Ribosome Biogenesis: A Molecular Checkpoint for Cardiac Hypertrophy

核糖体生物发生：心脏肥大的分子检查点

• 批准号: 7102194
• 负责人: LAWRENCE I ROTHBLUM
• 金额: $ 36.19万
• 依托单位: GEISINGER CLINIC
• 依托单位国家: 美国
• 财政年份: 2006
• 资助国家: 美国
• 起止时间: 2006-04-01 至 2010-03-31
• 项目状态: 已结题
• 来源: https://reporter.nih.gov/project-details/7102194
• 关键词: RNA biosynthesis; cardiac myocytes; cell growth regulation; cell morphology; genetic enhancer element; genetic transcription; hypertension; laboratory rat; myocardial ischemia /hypoxia; ribosomal RNA; tissue /cell culture; transcription factor; ventricular hypertrophy

DESCRIPTION (provided by applicant): Cardiac hypertrophy occurs normally in neonatal hearts and, in adult hearts, is induced by various physiological and pathological conditions such as ischemia, hypertension, and thyrotoxicosis. During this process the cardiac muscle cells increase in size but not in number. Our central hypothesis is that the determination of the mechanisms regulating ribosomal RNA synthesis in cardiomyocytes will provide targets for intervention and illuminate the signal transduction pathways that lead to hypertrophy. The hallmark of cardiomyocyte hypertrophy is the accumulation of total protein. Ribosome accumulation 1) is a key adaptive change that always occurs during hypertrophy, regardless of the stimulus, 2) is the primary mechanism for accelerating the rate of protein synthesis, and 3) results from an increased rate of transcription of the ribosomal RNA genes (rDNA). We have examined the regulation of rDNA transcription in several models of neonatal and adult cardiomyocyte hypertrophy. We found that in several models, including aortic coarctation, the amount of the rDNA transcription factor UBF increased in the cardiomyocytes. The increase in UBF mass parallels the increased rate of rDNA transcription and resulted from increased expression of the UBF gene. One goal of this project is to test the hypothesis that the increase in UBF protein is necessary for hypertrophic growth. Our results suggest that at least one signal transduction pathway that regulates rDNA transcription in cardiomyocytes targets the UBF gene. Our goal is to define the pathway by mapping the cis-acting elements of the UBF gene responsible for increased expression of the gene in response to either adrenergic agents or pressure overload. The results of these experiments will increase our understanding of the signal transduction pathway(s) that lead to the process of cardiac hypertrophy.
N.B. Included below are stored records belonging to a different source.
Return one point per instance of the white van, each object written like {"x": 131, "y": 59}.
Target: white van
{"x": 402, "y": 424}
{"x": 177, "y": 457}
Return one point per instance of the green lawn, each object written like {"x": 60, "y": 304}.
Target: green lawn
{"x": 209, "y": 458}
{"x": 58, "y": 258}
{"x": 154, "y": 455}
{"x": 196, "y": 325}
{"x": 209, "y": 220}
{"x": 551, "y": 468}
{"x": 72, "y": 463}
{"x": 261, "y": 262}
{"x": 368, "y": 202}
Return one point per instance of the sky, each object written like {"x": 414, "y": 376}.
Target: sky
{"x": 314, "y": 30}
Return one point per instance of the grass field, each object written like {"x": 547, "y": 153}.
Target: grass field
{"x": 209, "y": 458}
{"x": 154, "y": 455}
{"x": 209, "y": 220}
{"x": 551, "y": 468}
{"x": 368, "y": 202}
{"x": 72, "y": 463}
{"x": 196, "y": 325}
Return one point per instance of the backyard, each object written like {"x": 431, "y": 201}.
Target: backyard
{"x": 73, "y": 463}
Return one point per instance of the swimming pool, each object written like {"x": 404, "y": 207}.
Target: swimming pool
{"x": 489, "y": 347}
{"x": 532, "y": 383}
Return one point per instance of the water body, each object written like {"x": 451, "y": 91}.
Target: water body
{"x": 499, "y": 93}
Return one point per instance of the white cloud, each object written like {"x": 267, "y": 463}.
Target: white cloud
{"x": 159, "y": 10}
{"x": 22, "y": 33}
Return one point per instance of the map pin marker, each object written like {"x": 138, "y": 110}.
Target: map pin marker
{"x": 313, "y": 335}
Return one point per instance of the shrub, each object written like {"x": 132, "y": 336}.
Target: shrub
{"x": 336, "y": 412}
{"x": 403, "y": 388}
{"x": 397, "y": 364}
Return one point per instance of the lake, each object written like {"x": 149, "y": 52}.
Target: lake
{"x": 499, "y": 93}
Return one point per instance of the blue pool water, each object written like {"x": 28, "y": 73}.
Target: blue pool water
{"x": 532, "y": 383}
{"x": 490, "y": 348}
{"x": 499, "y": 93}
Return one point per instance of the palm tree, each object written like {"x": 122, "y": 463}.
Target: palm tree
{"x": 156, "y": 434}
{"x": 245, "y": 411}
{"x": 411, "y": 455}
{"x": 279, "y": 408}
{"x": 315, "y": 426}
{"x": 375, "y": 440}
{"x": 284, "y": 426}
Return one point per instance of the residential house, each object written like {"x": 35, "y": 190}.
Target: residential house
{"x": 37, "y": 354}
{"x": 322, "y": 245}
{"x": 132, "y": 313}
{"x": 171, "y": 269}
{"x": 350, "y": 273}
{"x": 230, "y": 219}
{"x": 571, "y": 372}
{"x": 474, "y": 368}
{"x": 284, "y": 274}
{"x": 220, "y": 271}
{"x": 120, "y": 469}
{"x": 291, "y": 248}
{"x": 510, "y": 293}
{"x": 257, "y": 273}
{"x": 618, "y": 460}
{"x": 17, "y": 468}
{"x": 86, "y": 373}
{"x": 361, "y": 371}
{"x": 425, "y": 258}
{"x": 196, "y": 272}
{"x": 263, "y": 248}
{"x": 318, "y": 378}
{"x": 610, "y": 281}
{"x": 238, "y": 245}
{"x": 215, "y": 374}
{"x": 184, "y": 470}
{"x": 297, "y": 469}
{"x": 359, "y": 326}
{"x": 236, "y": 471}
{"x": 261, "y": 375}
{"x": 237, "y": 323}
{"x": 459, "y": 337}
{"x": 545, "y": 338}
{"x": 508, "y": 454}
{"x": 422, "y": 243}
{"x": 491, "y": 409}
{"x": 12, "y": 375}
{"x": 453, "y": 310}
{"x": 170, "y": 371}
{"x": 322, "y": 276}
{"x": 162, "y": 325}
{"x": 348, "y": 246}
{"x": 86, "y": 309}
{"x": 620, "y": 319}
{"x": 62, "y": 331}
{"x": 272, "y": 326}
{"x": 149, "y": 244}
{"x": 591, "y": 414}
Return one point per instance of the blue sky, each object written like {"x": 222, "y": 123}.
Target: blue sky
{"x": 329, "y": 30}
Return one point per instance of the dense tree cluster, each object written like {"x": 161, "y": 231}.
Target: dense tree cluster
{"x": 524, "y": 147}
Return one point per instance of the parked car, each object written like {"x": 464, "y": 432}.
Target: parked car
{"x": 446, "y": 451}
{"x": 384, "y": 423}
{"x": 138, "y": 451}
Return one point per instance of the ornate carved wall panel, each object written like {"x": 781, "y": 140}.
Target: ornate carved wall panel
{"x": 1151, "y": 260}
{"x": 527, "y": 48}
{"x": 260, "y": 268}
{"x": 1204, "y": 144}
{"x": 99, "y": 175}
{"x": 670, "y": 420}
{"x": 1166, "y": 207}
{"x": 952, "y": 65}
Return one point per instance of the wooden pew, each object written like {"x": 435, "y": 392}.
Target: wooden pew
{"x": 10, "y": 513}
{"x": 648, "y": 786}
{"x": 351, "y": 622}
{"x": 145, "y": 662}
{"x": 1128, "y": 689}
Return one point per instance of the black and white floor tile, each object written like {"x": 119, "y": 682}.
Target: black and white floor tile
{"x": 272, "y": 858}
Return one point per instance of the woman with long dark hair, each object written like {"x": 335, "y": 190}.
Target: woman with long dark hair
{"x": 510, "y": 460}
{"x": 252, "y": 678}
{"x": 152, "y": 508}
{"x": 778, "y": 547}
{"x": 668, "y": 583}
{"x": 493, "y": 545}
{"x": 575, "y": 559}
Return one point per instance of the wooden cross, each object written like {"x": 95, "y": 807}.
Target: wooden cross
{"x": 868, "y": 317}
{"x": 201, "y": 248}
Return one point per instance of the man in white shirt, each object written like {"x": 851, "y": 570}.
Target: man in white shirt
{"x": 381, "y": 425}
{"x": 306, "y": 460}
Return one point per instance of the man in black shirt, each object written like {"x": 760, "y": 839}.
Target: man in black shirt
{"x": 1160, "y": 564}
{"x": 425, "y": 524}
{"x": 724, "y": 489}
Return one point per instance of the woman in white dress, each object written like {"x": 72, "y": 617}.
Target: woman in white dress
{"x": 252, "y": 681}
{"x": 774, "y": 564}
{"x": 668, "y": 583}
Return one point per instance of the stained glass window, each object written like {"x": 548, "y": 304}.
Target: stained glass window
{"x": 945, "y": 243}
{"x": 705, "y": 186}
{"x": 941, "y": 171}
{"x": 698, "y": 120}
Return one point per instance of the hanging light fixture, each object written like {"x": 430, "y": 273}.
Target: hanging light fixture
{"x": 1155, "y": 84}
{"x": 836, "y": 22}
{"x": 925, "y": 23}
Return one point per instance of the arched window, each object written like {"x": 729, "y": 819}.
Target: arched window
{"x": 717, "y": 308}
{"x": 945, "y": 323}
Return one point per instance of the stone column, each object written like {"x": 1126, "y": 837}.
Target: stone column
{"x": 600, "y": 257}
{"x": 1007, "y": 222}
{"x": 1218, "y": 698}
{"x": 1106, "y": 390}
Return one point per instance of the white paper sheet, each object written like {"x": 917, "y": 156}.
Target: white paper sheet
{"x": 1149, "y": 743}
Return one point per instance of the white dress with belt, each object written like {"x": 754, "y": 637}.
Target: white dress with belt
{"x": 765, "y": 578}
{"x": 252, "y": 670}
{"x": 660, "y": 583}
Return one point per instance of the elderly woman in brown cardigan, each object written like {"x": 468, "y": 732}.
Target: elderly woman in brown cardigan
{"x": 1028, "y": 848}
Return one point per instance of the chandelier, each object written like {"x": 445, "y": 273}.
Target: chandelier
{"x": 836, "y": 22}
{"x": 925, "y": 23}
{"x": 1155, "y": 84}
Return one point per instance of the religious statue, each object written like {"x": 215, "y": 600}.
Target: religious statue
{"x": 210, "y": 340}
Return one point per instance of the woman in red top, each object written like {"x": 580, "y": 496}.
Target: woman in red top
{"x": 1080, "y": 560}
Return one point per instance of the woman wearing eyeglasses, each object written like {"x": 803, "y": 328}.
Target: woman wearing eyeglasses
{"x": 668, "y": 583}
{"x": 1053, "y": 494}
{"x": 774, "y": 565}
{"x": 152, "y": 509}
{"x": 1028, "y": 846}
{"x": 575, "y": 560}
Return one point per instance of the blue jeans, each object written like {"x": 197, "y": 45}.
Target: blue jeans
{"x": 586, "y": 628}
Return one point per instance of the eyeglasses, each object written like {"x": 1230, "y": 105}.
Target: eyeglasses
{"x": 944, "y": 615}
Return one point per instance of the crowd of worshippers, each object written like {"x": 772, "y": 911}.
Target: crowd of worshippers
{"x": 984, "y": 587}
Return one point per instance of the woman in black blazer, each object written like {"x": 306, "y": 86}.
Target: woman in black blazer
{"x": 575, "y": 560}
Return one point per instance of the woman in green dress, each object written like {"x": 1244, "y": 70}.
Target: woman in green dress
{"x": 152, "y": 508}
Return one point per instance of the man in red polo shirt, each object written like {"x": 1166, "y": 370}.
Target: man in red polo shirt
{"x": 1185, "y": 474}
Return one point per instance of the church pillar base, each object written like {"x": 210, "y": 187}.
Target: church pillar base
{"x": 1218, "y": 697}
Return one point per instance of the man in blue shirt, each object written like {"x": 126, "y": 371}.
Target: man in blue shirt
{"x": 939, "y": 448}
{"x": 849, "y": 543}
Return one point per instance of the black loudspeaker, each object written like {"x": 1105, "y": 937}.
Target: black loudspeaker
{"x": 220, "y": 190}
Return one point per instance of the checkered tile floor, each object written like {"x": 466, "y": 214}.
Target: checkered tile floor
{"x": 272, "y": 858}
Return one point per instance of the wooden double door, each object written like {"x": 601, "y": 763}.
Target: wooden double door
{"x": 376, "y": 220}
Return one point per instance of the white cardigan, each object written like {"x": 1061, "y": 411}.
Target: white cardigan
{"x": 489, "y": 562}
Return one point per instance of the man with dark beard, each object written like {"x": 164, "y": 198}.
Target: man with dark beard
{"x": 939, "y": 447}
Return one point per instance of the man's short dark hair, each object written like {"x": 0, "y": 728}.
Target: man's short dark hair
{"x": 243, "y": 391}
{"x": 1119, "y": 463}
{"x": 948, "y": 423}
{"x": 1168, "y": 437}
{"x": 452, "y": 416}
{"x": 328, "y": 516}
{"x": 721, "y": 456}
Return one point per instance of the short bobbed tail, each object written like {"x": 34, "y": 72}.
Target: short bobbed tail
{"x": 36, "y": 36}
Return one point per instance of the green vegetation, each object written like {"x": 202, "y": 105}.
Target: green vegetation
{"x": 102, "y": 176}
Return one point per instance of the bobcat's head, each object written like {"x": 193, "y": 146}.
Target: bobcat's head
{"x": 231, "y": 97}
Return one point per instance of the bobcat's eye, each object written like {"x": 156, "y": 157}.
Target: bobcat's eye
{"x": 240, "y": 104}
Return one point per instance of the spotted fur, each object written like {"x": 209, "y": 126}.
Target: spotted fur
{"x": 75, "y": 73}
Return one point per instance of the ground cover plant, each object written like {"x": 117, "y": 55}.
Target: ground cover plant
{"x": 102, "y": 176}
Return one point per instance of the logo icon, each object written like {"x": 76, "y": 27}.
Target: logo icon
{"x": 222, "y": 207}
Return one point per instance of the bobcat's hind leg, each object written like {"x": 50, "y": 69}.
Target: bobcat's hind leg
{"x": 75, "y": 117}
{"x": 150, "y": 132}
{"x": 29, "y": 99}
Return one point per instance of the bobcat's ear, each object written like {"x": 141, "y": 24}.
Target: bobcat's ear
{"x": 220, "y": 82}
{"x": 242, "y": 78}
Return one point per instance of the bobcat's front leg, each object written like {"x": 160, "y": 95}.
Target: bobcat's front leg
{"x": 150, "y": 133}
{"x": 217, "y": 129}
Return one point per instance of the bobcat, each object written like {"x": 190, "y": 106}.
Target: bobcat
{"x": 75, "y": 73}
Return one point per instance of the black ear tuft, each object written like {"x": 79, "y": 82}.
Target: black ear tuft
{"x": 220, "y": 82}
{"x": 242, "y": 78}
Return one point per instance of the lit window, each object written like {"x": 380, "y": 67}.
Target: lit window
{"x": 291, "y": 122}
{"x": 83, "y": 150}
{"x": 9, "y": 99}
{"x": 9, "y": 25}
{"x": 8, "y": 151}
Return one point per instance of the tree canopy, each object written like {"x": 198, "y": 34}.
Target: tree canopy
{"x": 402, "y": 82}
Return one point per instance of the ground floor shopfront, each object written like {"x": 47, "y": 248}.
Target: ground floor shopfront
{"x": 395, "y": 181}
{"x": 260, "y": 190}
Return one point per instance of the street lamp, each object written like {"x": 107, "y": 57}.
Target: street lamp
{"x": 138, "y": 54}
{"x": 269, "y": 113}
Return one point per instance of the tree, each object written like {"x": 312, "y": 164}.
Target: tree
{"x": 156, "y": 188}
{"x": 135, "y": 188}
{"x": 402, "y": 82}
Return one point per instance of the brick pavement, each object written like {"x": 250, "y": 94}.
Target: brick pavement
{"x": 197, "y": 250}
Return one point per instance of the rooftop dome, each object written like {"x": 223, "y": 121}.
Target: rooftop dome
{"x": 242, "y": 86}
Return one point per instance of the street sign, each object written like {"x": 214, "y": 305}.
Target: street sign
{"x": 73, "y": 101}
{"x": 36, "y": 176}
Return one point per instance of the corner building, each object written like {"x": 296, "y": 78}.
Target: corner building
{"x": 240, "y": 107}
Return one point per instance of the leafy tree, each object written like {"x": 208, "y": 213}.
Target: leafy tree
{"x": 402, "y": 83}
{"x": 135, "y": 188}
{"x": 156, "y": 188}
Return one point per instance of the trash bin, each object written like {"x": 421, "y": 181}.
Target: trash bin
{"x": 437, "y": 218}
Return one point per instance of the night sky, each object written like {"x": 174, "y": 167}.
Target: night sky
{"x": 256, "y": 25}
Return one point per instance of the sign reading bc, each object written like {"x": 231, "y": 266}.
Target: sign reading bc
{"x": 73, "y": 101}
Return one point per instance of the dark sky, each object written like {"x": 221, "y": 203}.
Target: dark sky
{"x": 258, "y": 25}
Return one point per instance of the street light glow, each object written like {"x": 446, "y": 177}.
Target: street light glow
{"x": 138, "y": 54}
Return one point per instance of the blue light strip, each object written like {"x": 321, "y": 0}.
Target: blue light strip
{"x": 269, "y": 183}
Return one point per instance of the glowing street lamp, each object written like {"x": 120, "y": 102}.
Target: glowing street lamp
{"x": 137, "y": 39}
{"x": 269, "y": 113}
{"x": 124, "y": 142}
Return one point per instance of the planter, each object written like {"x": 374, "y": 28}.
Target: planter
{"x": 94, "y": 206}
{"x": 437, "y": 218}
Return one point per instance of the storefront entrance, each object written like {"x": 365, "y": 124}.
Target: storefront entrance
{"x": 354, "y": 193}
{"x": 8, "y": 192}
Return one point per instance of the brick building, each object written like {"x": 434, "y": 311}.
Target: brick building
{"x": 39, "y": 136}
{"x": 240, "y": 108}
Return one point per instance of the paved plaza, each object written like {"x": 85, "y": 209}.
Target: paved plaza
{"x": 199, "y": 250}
描述（由申请人提供）：心脏肥大通常发生在新生儿心脏，而在成人心脏中，是由各种生理和病理条件如缺血、高血压和甲状腺毒症引起的。在这个过程中，心肌细胞的大小增加，但数量没有增加。我们的中心假设是，确定心肌细胞中核糖体RNA合成的调节机制将为干预提供靶点，并阐明导致肥大的信号转导途径。心肌细胞肥大的标志是总蛋白的积累。核糖体积累1)是一种关键的适应性变化，在肥大过程中总是发生，无论刺激如何；2)是加速蛋白质合成速率的主要机制；3)是核糖体RNA基因（rDNA）转录速率增加的结果。我们研究了几种新生儿和成人心肌细胞肥大模型中rDNA转录的调控。我们发现，在包括主动脉缩窄在内的几种模型中，心肌细胞中rDNA转录因子UBF的数量增加。UBF质量的增加与rDNA转录率的增加是平行的，这是由于UBF基因表达的增加。该项目的目标之一是验证UBF蛋白的增加是肥厚生长所必需的假设。我们的研究结果表明，在心肌细胞中至少有一种调节rDNA转录的信号转导途径以UBF基因为靶点。我们的目标是通过绘制UBF基因的顺式作用元件来定义该途径，该基因负责在肾上腺素能药物或压力过载的反应中增加基因的表达。这些实验的结果将增加我们对导致心脏肥厚过程的信号转导途径的理解。